London Underground could be broken up and sold off to the private sector under radical plans being considered for inclusion in the Conservative manifesto for the next election.
The privatisation plan, which has been on the table for several years, is being actively considered by Michael Heseltine, the Deputy Prime Minister.
The idea was swiftly condemned by Labour and the Liberal Democrats. Clare Short, Labour's transport spokeswoman, said: "The Tories are now threatening to bring to our underground network the fragmentation and chaos that has marked rail privatisation."
But London Conservative MPs insisted yesterday that privatisation was the only way to secure the significant injection of capital, free from what one called "the dead hand of the Treasury", that was needed to turn the Underground into a fully modernised system for the 21st century. They point to what they view as the successful sell-off of London buses and the established use of the private finance initiative, including the scheme for new trains for the notorious Northern Line.
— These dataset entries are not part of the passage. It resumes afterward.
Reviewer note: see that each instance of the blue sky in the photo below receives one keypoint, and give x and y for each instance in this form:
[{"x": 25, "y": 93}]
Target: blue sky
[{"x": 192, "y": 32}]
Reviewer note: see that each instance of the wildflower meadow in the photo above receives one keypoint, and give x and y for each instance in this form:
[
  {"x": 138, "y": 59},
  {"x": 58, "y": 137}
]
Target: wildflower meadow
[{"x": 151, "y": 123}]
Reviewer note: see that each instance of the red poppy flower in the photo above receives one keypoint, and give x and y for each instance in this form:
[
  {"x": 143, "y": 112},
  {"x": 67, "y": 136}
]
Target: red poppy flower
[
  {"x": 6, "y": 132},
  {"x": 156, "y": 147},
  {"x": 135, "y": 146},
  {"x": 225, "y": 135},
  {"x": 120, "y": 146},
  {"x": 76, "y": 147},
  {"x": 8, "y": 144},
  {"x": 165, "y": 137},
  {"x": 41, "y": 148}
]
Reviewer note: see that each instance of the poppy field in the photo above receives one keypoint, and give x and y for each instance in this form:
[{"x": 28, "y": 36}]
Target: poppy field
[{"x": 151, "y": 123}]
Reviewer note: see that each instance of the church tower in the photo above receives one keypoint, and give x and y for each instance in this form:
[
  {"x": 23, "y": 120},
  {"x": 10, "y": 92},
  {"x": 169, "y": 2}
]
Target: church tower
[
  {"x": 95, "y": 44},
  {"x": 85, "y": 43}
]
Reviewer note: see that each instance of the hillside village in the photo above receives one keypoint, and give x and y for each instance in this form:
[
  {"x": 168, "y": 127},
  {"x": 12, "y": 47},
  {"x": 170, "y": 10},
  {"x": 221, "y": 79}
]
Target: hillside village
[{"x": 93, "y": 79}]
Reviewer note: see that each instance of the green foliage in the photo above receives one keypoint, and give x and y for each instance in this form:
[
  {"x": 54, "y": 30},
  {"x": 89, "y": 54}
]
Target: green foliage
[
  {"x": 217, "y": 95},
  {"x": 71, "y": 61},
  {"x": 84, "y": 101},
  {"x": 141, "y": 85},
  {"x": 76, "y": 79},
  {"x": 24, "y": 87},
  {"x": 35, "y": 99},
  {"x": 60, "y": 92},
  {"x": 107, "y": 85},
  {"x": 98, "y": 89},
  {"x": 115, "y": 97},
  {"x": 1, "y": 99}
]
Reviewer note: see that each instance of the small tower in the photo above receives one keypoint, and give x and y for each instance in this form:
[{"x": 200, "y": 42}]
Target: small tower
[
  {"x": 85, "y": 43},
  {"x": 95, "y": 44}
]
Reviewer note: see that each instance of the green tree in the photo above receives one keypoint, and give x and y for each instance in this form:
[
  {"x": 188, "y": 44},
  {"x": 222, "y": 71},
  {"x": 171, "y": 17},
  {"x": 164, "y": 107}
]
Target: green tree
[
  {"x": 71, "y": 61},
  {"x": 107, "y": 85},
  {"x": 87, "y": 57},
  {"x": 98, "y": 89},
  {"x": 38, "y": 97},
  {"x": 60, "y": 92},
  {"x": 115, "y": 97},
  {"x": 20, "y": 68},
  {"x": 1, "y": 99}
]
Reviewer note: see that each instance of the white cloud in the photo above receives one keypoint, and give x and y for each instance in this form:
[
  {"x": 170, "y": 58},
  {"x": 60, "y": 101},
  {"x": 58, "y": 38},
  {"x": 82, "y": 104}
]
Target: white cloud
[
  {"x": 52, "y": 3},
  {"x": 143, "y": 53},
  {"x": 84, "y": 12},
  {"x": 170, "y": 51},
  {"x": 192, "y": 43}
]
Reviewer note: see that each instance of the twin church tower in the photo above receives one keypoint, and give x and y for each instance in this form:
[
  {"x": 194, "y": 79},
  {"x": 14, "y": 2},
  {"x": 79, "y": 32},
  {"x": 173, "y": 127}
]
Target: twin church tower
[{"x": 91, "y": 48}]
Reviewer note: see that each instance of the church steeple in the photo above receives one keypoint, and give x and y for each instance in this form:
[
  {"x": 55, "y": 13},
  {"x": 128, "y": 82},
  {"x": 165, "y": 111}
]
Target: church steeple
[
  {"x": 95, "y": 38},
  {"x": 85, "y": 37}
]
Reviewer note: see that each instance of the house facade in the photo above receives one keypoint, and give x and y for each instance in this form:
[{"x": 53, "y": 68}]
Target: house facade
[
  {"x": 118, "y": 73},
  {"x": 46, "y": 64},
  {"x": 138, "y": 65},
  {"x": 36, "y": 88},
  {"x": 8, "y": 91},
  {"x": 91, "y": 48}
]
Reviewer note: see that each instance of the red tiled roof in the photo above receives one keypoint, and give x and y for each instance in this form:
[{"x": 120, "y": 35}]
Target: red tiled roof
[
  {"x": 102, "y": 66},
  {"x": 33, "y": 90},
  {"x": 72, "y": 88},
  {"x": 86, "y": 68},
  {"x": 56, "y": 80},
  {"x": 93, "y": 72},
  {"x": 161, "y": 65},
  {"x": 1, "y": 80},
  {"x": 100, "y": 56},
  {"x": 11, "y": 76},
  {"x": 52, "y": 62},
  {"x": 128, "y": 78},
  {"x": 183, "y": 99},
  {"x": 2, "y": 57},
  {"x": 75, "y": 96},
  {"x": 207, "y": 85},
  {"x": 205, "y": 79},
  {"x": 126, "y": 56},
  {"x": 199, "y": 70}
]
But one senior London Tory questioned the wisdom of the plan. Sir Rhodes Boyson, MP for Brent North, made clear his support would depend on operators' being obliged to guarantee sufficient capital investment and the provision of five new cross-London lines.
The option most likely to appeal to the private sector would be the sale of each line as a franchise in the same way as BR privatisation. Each of the Tube's 11 lines already operates virtually as a separate business.